Tefsir ede ede öyle bir an gelir ki, insâniyetin bütün cüzlerini bir àyetin bile tek başına muhtevi olduğunu görür, imanımızı kuvvetlendiririz. Tabi görürüz derken “akıl sahipleri”ni kasdettiğimizi söylemek zahid olur.
Muhterem okurlarım, imdi bu ididayı isbat sadedinde TDV İslâm Ansiklopedisi’nden iktibas ettiğim açıklamayı da arzedeyim ki, âyet-i celîlenin tek başına insâniyeti nasıl kuşattığı iyice anlaşılsın.

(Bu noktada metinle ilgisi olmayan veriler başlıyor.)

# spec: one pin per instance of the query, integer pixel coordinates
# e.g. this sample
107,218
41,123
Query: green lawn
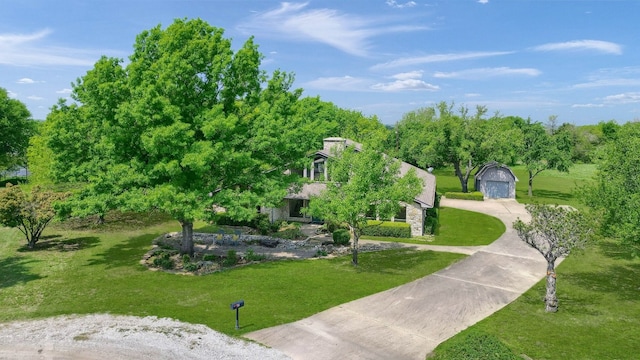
550,186
598,318
457,228
91,271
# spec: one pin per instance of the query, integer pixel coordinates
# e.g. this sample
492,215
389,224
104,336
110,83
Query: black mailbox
236,305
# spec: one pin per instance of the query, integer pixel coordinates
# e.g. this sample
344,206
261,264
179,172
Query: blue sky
578,60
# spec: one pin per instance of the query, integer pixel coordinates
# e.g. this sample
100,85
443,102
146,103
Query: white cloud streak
30,50
486,73
624,98
582,45
404,85
418,60
395,4
347,33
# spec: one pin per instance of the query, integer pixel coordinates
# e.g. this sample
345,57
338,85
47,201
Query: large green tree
16,127
438,136
187,124
615,192
362,182
541,150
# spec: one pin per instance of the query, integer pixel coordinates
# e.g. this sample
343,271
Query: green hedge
387,228
476,195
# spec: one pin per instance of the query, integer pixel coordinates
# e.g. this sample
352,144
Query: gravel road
107,337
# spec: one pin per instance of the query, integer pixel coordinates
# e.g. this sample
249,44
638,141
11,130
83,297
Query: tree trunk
355,237
550,300
186,247
463,182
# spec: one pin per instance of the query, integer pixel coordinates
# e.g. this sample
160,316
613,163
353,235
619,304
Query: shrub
387,228
476,195
341,237
209,257
431,221
474,345
231,259
252,256
191,267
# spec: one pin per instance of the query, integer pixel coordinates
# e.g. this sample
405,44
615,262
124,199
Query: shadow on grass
615,250
126,253
55,242
14,271
546,194
621,280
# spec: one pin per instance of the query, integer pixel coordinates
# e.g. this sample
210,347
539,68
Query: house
496,181
317,172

“(……..) Nitekim Fahreddin er-Râzî de bu âyet münasebetiyle birri, “bütün saygılı davranışları (taat) ve insanı Allah’a yaklaştıran hayırlı işleri içine alan bir kelime” şeklinde tarif etmiştir (Mefâtîḥu’l-ġayb, V, 37).

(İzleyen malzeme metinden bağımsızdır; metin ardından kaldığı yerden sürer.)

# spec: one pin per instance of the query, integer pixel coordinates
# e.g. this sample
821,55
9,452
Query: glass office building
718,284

(……..) Bakara Sûresi’nde (2/189), bir örnek olmak üzere, evlere kapıdan girmek yerine arka taraftan girmek gibi ahlâk ve görgü kurallarına aykırı bir davranışın “birr” sayılamayacağı belirtildikten sonra birrin takvâ sahibi insana has bir fazilet olduğu ifade edilmiştir. (……..) diğer bir âyette de (el-Mâide 5/2), “Birr ve takvâ hususunda yardımlaşınız” ifadesiyle gösterilmiştir.
İmam Mâtürîdî bu âyeti tefsir ederken bu iki fazileti, “birr, bütün hayırların en tam şekli, takvâ ise bütün şerlerin terkedilmesi ve bir daha yapılmamasıdır” şeklinde tarif etmiştir.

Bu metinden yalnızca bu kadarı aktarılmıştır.